Actually, I'm an extremist only as defined by people who perceive fish and wildlife as basically in the way. For those folks, all environmentalists are extremists. But radical green groups do exist, and they're engaged in an industry whose waste products are fish and wildlife.
You and I are a major source of revenue for that industry. The Interior Department must respond within 90 days to petitions to list species under the Endangered Species Act. Otherwise, petitioners like the Center for Biological Diversity get to sue and collect attorney fees from the Justice Department.
For 2009, the Center reported income of $1,173,517 in “legal settlement.” The Center also shakes down taxpayers directly from Interior Department funds under the Equal Access to Justice Act, and for missed deadlines when the agency can't keep up with the broadside of Freedom-of-Information-Act requests. The Center for Biological Diversity has two imitators — WildEarth Guardians and Western Watersheds Project.

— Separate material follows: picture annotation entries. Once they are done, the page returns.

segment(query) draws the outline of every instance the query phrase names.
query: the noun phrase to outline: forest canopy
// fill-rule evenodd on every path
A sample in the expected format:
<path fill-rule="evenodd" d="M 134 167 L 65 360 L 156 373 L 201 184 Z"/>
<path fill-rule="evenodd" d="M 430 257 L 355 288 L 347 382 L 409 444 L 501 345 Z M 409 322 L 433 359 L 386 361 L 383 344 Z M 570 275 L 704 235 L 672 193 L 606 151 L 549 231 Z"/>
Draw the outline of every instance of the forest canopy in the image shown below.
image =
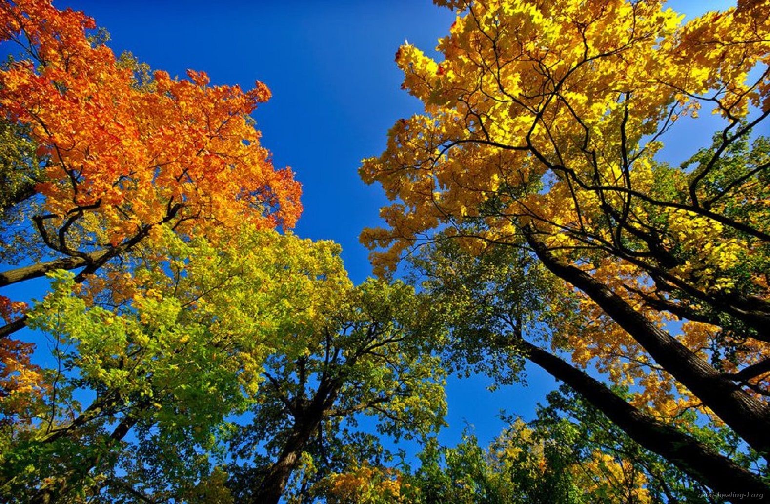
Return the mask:
<path fill-rule="evenodd" d="M 770 2 L 434 3 L 437 55 L 395 57 L 422 110 L 360 168 L 390 203 L 357 283 L 292 230 L 265 84 L 0 0 L 0 287 L 42 289 L 0 294 L 0 500 L 770 495 Z M 449 377 L 527 363 L 562 384 L 534 416 L 440 442 Z"/>

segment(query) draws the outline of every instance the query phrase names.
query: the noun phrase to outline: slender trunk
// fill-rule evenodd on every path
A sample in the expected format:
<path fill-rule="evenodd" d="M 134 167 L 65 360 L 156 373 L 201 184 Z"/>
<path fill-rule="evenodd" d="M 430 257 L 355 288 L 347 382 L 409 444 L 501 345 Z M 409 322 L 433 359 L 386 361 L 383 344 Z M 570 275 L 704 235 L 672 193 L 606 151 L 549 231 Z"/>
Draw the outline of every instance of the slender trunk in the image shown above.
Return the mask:
<path fill-rule="evenodd" d="M 101 250 L 89 254 L 88 257 L 65 257 L 55 261 L 38 262 L 29 265 L 28 266 L 22 266 L 10 269 L 0 273 L 0 287 L 43 276 L 45 273 L 57 269 L 76 269 L 82 268 L 96 261 L 106 253 L 106 250 Z"/>
<path fill-rule="evenodd" d="M 588 295 L 655 362 L 710 408 L 754 449 L 770 455 L 770 407 L 744 391 L 588 273 L 555 258 L 532 235 L 527 242 L 546 268 Z"/>
<path fill-rule="evenodd" d="M 604 384 L 561 359 L 528 342 L 521 340 L 521 344 L 530 360 L 574 389 L 634 441 L 667 459 L 715 492 L 770 496 L 770 486 L 730 459 L 638 410 Z M 737 499 L 733 502 L 749 501 L 757 499 Z"/>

Kierán Suckling, who directs and helped found the Tucson, Ariz.-based Center, boasts that he engages in psychological warfare by causing stress to already stressed public servants. “They feel like their careers are being mocked and destroyed — and they are,” he told High Country News. “So they become much more willing to play by our rules.”

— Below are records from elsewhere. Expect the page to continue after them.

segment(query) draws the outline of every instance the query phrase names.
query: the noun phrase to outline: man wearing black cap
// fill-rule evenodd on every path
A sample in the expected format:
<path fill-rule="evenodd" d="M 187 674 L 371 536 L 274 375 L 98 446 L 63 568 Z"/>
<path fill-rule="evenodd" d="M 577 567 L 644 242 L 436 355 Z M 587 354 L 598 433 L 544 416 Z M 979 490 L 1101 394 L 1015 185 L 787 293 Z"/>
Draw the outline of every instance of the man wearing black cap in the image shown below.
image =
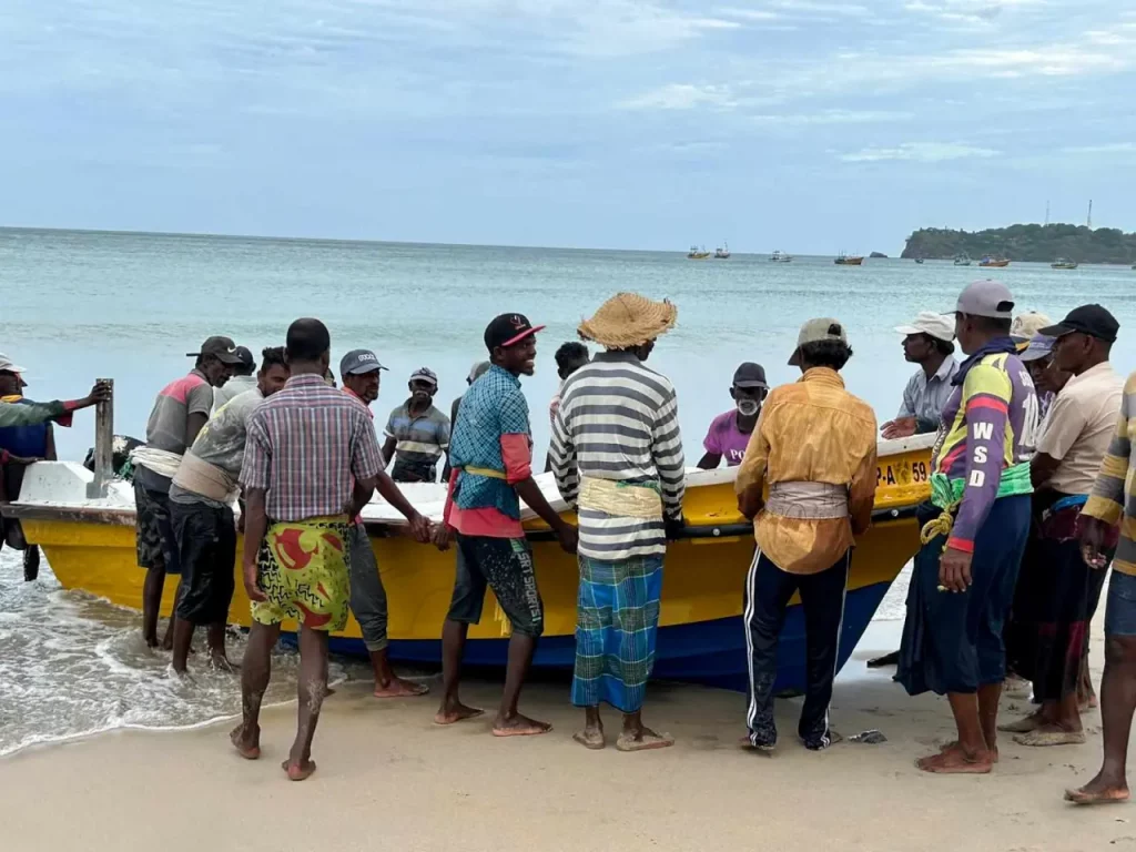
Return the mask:
<path fill-rule="evenodd" d="M 435 482 L 437 462 L 450 449 L 450 418 L 434 407 L 437 375 L 419 367 L 408 383 L 410 398 L 391 411 L 383 458 L 394 459 L 394 482 Z"/>
<path fill-rule="evenodd" d="M 234 396 L 245 391 L 258 387 L 257 384 L 257 361 L 248 346 L 237 346 L 236 357 L 241 362 L 233 367 L 233 375 L 220 387 L 214 391 L 214 411 L 224 406 Z"/>
<path fill-rule="evenodd" d="M 533 551 L 520 525 L 523 499 L 549 526 L 560 546 L 576 552 L 576 527 L 566 524 L 533 482 L 533 440 L 521 375 L 534 373 L 536 333 L 520 314 L 503 314 L 485 329 L 493 366 L 466 392 L 450 448 L 453 473 L 436 543 L 457 534 L 460 558 L 450 612 L 442 628 L 442 705 L 434 721 L 452 725 L 481 716 L 458 698 L 461 657 L 469 625 L 482 617 L 486 585 L 511 626 L 509 665 L 494 736 L 545 734 L 548 722 L 517 711 L 520 688 L 544 632 L 544 604 L 533 571 Z"/>
<path fill-rule="evenodd" d="M 1056 368 L 1072 377 L 1050 409 L 1030 462 L 1039 521 L 1022 559 L 1014 620 L 1031 628 L 1033 653 L 1014 662 L 1042 705 L 1003 728 L 1022 745 L 1085 742 L 1077 687 L 1105 571 L 1085 563 L 1076 534 L 1124 396 L 1124 379 L 1109 364 L 1119 327 L 1100 304 L 1086 304 L 1041 331 L 1055 340 Z"/>
<path fill-rule="evenodd" d="M 369 349 L 353 349 L 340 360 L 340 376 L 343 379 L 343 392 L 354 396 L 367 407 L 367 416 L 375 419 L 370 403 L 378 399 L 381 374 L 385 370 L 378 361 L 378 356 Z M 379 494 L 399 494 L 402 492 L 385 473 L 376 477 L 376 488 Z M 370 545 L 367 527 L 362 518 L 353 519 L 348 531 L 348 567 L 351 570 L 351 612 L 354 613 L 362 633 L 367 654 L 370 657 L 371 674 L 375 676 L 376 699 L 401 699 L 425 695 L 428 688 L 424 684 L 403 680 L 394 674 L 387 659 L 390 640 L 386 635 L 387 605 L 386 590 L 378 573 L 378 561 Z"/>
<path fill-rule="evenodd" d="M 729 389 L 734 409 L 718 415 L 710 423 L 710 431 L 702 442 L 705 454 L 699 461 L 700 468 L 713 470 L 722 458 L 726 459 L 726 467 L 742 463 L 767 393 L 766 368 L 760 364 L 746 361 L 734 371 L 734 384 Z"/>
<path fill-rule="evenodd" d="M 193 444 L 212 409 L 212 389 L 220 387 L 241 364 L 236 344 L 228 337 L 209 337 L 198 352 L 189 375 L 161 389 L 147 424 L 144 450 L 134 457 L 134 500 L 137 509 L 139 566 L 147 569 L 142 591 L 142 637 L 158 645 L 158 610 L 167 574 L 181 574 L 177 538 L 169 520 L 169 485 L 182 454 Z M 173 646 L 170 619 L 162 642 Z"/>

Those rules include bending the truth like pretzel dough. For example, after the Center posted photos on its website depicting what it claimed was Arizona rancher Jim Chilton's cow-denuded grazing allotment, Chilton sued. When Chilton produced evidence that the photos showed a campsite and a parking lot, the court awarded him $600,000 in damages. Apparently this was the first successful libel suit against an environmental group, yet the case was virtually ignored by the media.
“Ranching should end,” proclaims Suckling. “Good riddance.” But the only problem with ranching is that it's not always done right. And even when it's done wrong, it saves land from development.
Amos Eno runs the hugely successful Yarmouth, Maine-based Resources First Foundation, an outfit that, among other things, assists ranchers who want to restore native ecosystems. Earlier, he worked at Interior's Endangered Species Office, crafting amendments to strengthen the law, then went on to direct the National Fish and Wildlife Foundation. Eno figures the feds could “recover and delist three dozen species” with the resources they spend responding to the Center for Biological Diversity's litigation.
“The amount of money CBD makes suing is just obscene,” he told me. “They're one of the reasons the Endangered Species Act has become so dysfunctional. They deserve the designation of eco-criminals.”